I could feel a mixture of anger and humiliation forming at the pit of my stomach. “That’s a terrible thing to say,” I said. “You should be ashamed of yourself.”
“Oh should I?”
“Yes. You should.”
“Ah go fuck yourself.”
“You go fuck yourself,” I shouted, unwilling to take anymore of his abuse. “And clean your teeth, for God’s sake, if you’re going to stand this close to someone, you fat old bollix. I’m about to pass out with the stench of your breath.”
“What did you just say?” asked the Press Officer, staring at me in astonishment.
“I said,” I replied, raising my voice now, encouraged by what I thought was the approval of the crowd. “Clean your teeth if you’re going to—”
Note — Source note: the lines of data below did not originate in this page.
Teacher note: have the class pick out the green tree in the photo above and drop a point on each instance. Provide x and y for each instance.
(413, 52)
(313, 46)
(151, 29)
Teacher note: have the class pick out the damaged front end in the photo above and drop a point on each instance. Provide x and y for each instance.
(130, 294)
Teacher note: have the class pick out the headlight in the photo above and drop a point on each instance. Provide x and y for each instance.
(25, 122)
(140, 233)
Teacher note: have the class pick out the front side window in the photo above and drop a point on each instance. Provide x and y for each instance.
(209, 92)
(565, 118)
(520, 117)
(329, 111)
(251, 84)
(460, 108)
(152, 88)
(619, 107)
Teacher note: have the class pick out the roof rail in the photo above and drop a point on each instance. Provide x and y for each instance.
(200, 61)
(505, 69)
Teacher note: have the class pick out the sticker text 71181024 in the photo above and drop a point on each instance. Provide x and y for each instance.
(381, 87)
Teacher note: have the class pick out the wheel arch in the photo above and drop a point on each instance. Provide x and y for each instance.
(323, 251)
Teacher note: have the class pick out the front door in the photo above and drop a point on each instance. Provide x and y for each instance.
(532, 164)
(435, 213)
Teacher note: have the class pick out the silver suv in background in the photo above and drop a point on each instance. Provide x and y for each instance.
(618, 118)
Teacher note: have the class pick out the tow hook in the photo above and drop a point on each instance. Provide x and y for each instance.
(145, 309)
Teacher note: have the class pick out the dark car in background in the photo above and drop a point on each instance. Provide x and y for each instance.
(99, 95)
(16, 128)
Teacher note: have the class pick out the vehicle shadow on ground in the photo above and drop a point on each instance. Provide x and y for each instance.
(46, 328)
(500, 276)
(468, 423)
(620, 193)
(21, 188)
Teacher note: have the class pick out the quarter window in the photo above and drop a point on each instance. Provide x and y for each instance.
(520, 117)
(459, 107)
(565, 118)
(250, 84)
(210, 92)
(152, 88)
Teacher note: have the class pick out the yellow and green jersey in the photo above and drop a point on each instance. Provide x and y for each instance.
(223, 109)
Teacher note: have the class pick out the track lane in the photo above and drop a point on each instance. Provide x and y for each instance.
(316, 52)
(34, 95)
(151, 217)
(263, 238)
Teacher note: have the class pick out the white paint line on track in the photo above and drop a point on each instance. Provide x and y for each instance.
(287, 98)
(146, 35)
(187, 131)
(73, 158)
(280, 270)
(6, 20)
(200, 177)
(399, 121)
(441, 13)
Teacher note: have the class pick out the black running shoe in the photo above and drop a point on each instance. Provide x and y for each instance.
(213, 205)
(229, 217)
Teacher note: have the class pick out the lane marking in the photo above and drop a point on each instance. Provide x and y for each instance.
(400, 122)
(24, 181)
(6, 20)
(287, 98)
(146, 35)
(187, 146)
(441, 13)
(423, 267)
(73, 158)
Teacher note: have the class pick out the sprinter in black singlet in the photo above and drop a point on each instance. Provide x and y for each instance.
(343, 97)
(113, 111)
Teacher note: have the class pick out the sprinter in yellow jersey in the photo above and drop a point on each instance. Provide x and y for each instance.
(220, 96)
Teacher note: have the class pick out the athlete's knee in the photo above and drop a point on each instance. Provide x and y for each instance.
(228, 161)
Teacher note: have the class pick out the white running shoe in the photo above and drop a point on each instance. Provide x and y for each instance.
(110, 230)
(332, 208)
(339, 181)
I didn’t reach the end of my sentence, having been felled by one swift punch to the head, and years of anger built up inside me as I picked myself up, my right hand clenching into a fist as I swung at him. He moved just in time, however, and rather than c
onnecting with his chin, which had been my intended target, my knuckles smashed against a pillar behind me and I let out a yelp of pain. As I massaged them and spun around for a second try, he hit me again, just above my right eye, and I could see money starting to change hands among the TDs.
“I’ll give you three to one on the young lad,” said one.
“Ten to one would be more fair. Sure look at him, he’s already almost out for the count.”
“Get away from him!” came a voice out of nowhere, a woman’s voice, as the manageress from the tearoom appeared, parting the crowd like Moses parting the Red Sea. “What’s going on here?” she cried with all the authority of someone who had been there longer than any of them and who knew she’d be there long after they were all voted out of office. “You, Charles Haughey,” she said, pointing to the Minister of Agriculture, who was standing on the sidelines, a pound note hovering in the air that he quickly returned to his wallet. “What are you all doing to this poor boy?”
“Don’t be worrying, Mrs. Goggin,” purred Haughey, stepping forward and placing a hand on her arm that she quickly shook off. “It’s only a bit of high spirits, that’s all.”
“High spirits?” she asked, raising her voice. “Look at him! There’s blood pouring from his eyebrow. And here, in the seat of parliamentary democracy. Have you no shame, any of you?”
“Calm yourself, dear lady,” said Haughey.
“I’ll calm myself when you and your thugs get off this corridor, do you hear me? Go on now or I swear to God that I’ll call the Gardaí on the lot of you.”
I looked up and saw the smile fade from Haughey’s face. He looked as if he wanted to do to her what the Press Officer had done to me but then he closed his eyes for a moment, waited until he had control of his temper, and when he opened them again he was perfectly composed.